Shaklee's Harris has used the Myers-Briggs personality assessment to put together inclusive teams. Diverse groups, he says, "tend not to be as harmonious as a bunch of clones." To make it work, the manager has to let everyone know that any idea can be put on the table and will be greeted with respect. "You can challenge the idea, but not the value of the person who puts it forward," he says.
Changing Corporate DNA
Changing Corporate DNA
SAP launched its diversity office in the summer of 2006 as a response to its rapid growth around the world. The program at the software giant does not focus specifically on gender or race relationships, but instead on what Leong calls "intercultural relations."
Why the careful wording? Starting with charged topics can put people off, she explains, while culture is more "relatable" in a business context. "Our definition of diversity is diversity of thought," Leong says. "The concept of culture is much broader than a national boundary. One department in a company can have a different culture than another."
The program, offered to teams with as few as six people and as many as 150, has been marketed across the company largely by word-of-mouth recommendations from groups that have been through it. Formal courses are available through the in-house educational function, SAP University.
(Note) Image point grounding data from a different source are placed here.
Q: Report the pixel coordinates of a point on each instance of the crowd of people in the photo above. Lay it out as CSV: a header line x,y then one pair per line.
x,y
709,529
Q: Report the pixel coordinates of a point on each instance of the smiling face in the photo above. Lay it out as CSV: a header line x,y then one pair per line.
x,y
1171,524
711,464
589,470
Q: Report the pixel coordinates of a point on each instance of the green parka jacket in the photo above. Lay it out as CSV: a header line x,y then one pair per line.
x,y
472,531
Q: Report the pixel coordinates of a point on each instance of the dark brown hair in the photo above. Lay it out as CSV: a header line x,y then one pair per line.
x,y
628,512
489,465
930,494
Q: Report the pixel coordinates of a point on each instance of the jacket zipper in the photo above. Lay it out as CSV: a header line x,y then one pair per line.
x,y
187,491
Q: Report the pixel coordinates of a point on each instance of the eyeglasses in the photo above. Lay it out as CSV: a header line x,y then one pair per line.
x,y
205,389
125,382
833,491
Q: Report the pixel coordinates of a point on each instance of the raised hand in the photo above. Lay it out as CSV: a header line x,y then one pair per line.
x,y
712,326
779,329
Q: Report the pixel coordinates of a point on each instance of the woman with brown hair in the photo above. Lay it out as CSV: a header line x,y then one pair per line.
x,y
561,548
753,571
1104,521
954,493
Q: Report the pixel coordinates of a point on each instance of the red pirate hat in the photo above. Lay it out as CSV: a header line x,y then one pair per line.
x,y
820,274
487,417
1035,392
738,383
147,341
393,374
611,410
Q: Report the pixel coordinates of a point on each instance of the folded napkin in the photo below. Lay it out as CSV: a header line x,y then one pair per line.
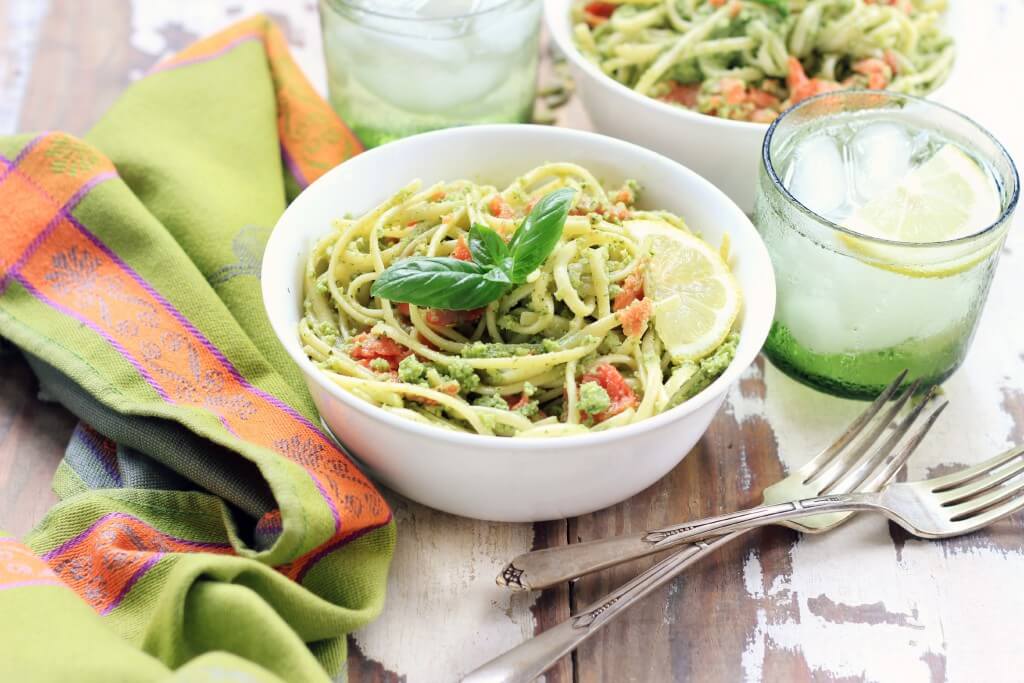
x,y
207,527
Diversity training has a certain eat-your-spinach reputation, and creating a diverse culture is still an uphill climb. "I was more Pollyannaish when we started," Leong acknowledges.
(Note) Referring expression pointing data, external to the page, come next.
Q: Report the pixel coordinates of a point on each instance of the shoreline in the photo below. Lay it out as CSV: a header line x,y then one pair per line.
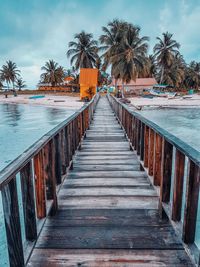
x,y
163,102
50,100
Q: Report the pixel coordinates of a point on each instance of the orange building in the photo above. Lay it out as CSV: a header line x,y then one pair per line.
x,y
88,80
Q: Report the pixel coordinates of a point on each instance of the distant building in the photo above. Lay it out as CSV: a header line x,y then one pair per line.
x,y
136,86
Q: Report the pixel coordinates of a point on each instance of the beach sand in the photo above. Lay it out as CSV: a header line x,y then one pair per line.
x,y
70,102
165,102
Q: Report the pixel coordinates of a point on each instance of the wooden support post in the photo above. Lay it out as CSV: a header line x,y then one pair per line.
x,y
178,186
191,203
12,223
151,152
138,136
40,185
58,165
26,176
166,171
142,142
146,146
157,160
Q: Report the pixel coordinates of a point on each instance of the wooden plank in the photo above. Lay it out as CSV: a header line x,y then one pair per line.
x,y
109,258
191,206
12,223
104,237
106,174
107,168
151,152
166,171
99,191
40,185
109,202
85,182
28,199
105,217
178,186
157,160
106,162
58,161
146,146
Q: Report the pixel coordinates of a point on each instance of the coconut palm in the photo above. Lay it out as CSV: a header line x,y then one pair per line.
x,y
111,38
20,84
53,73
83,51
130,60
9,73
164,52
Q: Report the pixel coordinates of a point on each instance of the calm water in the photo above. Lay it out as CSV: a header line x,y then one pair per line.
x,y
185,124
22,125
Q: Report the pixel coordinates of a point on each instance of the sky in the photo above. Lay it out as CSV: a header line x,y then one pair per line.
x,y
34,31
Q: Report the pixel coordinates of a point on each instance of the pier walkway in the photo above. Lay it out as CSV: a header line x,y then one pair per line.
x,y
107,208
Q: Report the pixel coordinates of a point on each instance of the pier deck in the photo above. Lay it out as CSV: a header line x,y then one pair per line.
x,y
108,210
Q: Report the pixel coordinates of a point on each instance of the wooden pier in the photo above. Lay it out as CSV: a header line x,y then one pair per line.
x,y
112,207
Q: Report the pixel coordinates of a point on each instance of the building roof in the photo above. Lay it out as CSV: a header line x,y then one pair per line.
x,y
138,82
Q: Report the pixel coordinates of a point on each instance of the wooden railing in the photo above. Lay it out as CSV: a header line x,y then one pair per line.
x,y
29,185
173,165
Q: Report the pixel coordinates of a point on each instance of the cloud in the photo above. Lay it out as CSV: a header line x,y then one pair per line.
x,y
33,32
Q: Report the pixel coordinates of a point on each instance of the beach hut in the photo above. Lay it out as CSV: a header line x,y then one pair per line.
x,y
88,80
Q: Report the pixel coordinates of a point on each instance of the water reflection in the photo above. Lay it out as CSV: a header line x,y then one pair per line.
x,y
22,125
12,112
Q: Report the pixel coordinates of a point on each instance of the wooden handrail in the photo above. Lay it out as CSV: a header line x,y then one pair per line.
x,y
29,185
163,154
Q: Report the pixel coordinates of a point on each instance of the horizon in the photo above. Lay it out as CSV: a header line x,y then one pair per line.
x,y
34,32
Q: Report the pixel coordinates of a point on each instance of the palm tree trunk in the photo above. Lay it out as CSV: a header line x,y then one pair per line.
x,y
162,74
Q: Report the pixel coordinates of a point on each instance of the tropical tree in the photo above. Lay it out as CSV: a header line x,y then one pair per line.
x,y
83,51
164,52
9,73
126,51
53,73
20,84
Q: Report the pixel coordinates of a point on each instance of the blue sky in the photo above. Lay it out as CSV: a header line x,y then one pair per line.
x,y
33,31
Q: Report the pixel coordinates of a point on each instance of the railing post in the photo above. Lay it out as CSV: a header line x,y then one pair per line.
x,y
191,203
40,185
151,152
166,171
146,146
58,164
178,186
157,160
142,141
12,223
26,176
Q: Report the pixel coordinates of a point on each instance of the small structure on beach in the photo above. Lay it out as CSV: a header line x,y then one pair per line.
x,y
88,80
137,86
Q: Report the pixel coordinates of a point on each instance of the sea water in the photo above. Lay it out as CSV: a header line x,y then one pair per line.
x,y
20,127
184,124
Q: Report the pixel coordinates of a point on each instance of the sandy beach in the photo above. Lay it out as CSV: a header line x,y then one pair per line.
x,y
165,102
58,101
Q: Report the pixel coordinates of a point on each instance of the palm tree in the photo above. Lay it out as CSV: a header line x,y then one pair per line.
x,y
164,52
9,73
53,73
20,84
83,51
130,58
110,39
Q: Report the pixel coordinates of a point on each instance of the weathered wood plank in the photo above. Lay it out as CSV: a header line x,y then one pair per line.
x,y
104,237
12,223
28,196
178,186
108,258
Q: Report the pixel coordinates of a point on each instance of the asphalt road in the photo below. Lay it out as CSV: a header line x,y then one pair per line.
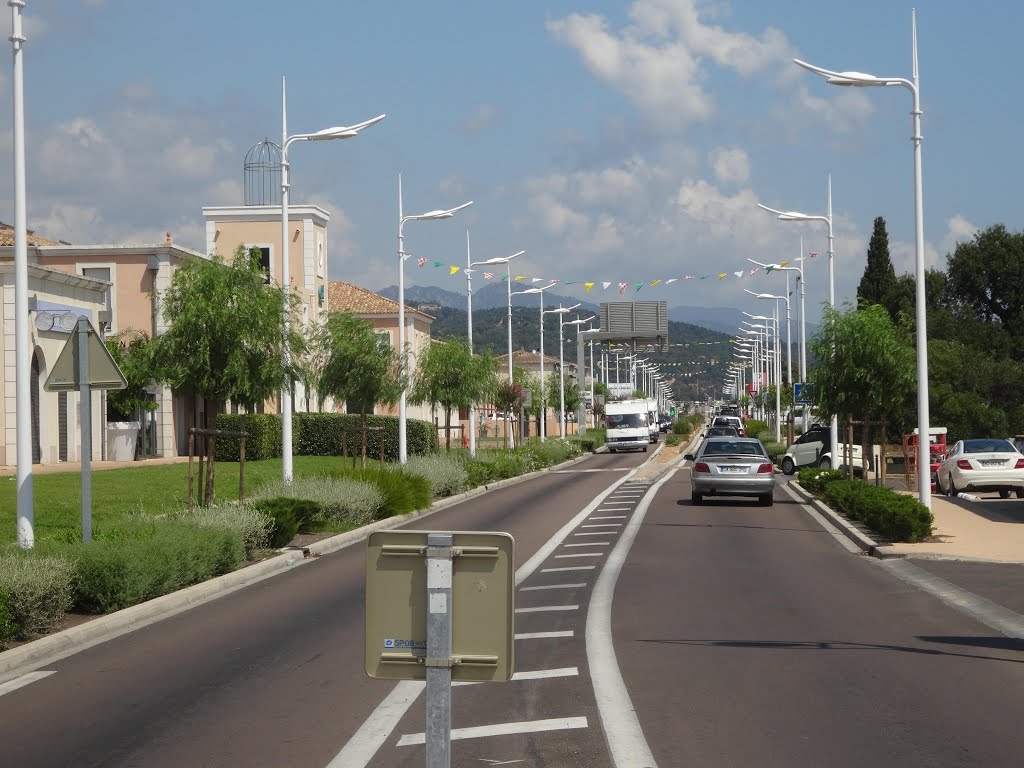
x,y
742,636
Building a diverse organization requires more than diversity training. The Information Technology Senior Management Forum encourages employers to take a proactive approach to retain minority staffers and support their advancement. According to Thompson, this includes exposure to internal and external leadership programs and a deliberate effort to put African-Americans in positions where they can prove themselves as executive material.
The ITSMF offers professional development programming of its own, and also pairs midlevel managers with senior executives in mentoring relationships. Since that program began four years ago, about 30 percent of managers participating have achieved promotions within their firms. "That's a good number, but we'd like it to go higher," Thompson says. In March, the Forum launched a series of events on college campuses, in which CIOs meet with students in business and IT programs to discuss career paths and opportunities.
In the end, managing diversity is a mind-set that requires buy-in from across the organization. Consultant Billings-Harris advises companies to focus on four areas if they are "serious about making diversity and inclusion a foundational piece of corporate culture." Those areas are knowledge, understanding, acceptance and behavior.
Most organizations start out with the expectation that diversity should be a goal. "They have diversity seminars, feel good stuff, celebrations," she says. "It's the lowest risk, and it has to be done first, but it's not enough to retain people who might feel on the outside."
Understanding, the second phase involves moving past the "what" of differences to the "why"--the reasons people believe and behave in disparate ways. It means focusing on personal interactions, like mentoring, across groups. Companies that reach this level tend to be more successful in attracting and retaining a diverse workforce, Billings-Harris says.
Acceptance, the third level, involves putting understanding into practice. This includes practices such as putting together teams that are diverse in makeup, so that "respect and inclusion are built into the fabric of corporate life," she says. When that becomes routine, a company moves to the fourth level, where diversity is part of the behavior of the organization.